I decided to see what other thoughts I could find about this challenge of getting through the holidays.  I just love to go to Google and type in some very specific thought and see what comes up.  So I went and simply typed in "getting through the holidays after a loss" and voila, there were eight trillion articles.  Well, not quite that many, but a lot.

One of the first ones listed was an article sponsored by a PBS website/program called This Emotional Life.
The article was done by a Dr. Camille Wortman, who specializes in studies regarding devotes her practice to dealing with grief with a special focus on sudden tragic loss.  The article is very clearly written in an outline format, with very specific suggestions.  I felt very good that a lot of things Dr. Wortman speaks to are things I have often talked about in this blog.  On the other hand, clearly this woman is an expert and professional in this area, so the article is very thorough and insightful, and I highly recommend looking at it for suggestions and help.  I attempted to set up a direct link, but I think it is protected because it is part of the PBS website.  However, if you go to google, and just type in:

getting-through-holidays-advice-bereavement

you will definitely obtain the article.

One of the things Dr. Wortman wrote about was "the ambush", which is something I have talked about so often.  What she says is that there will always be those things that happen that we simply can't prepare for or avoid because we just can't see them coming.  The example she gave was about a woman bringing out her Christmas tree ornaments, and suddenly finding one that her son had made for her when he was small, including his palm print on the ornament.  Of course this poor mom dissolved into tears, and her bravery in attempting to carry on and have a tree in the first place, was poorly rewarded by this extra bittersweet moment.  Yet, how beautiful that she has that ornament, how special such a small thing can become when we are embracing the memories of a loved one.  It almost comes full circle to say that we have to continue to participate in rituals and celebrations, so that some day others can remember us and our participation.  And that ornament can be on her tree, and yes, her son who is gone too soon has literally left that little hand print one her life and so many others, so visible on that tree.  And if it makes her too sad this year, she can put it toward the back of the tree so she doesn't have to see it all the time, and perhaps as each year goes by, the ornament can be moved forward and upward, to a more prominent place.  It is hard work, this grieving business, but we can do it, and with some thought, salvage even the hardest of moments.

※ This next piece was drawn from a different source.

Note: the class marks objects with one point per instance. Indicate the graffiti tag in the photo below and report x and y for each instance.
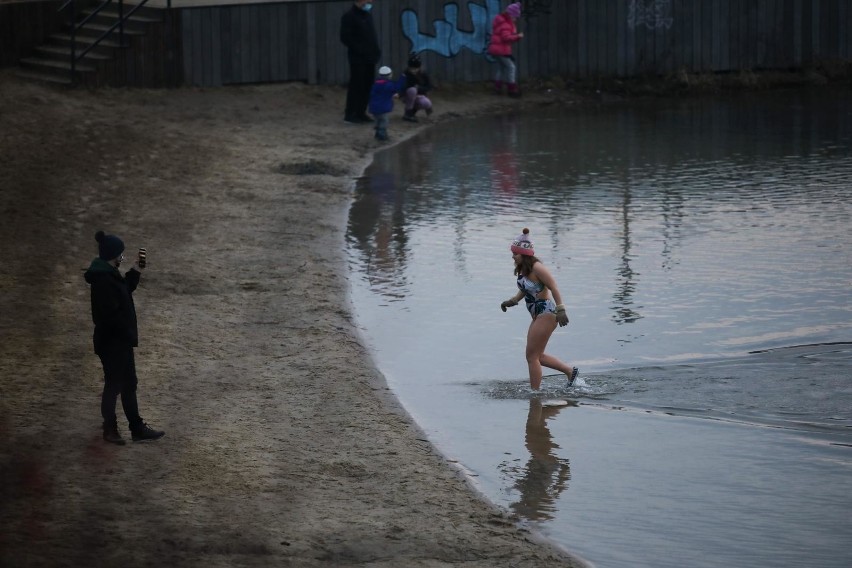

For myself, I seem to never stop learning something new when I try to think about things, or even literally do research.  And it makes me feel connected to read about what others do and/or what advice others give.  As I am thinking about this, I am remembering that I usually say "whammo" about these moments.  You know...I was doing okay, and then, "whammo", there was that object, that song, that word, that little boy who looked just like Erik, and for a moment, I have to get a grip.  At first, it may cause a complete meltdown.  But then, it becomes easier to have the thought and keep going.  And in the end, would I ever want to live in a world that doesn't remind me of Erik when I least expect it
...hhhmmmmmm...that's an easy answer.  Of course not.  I will always be grateful for the sudden reminders, for as many times as they may make me sad, they also make me smile.  And that's what we do for the people we love.  We have feelings, for without our feelings, who would we be?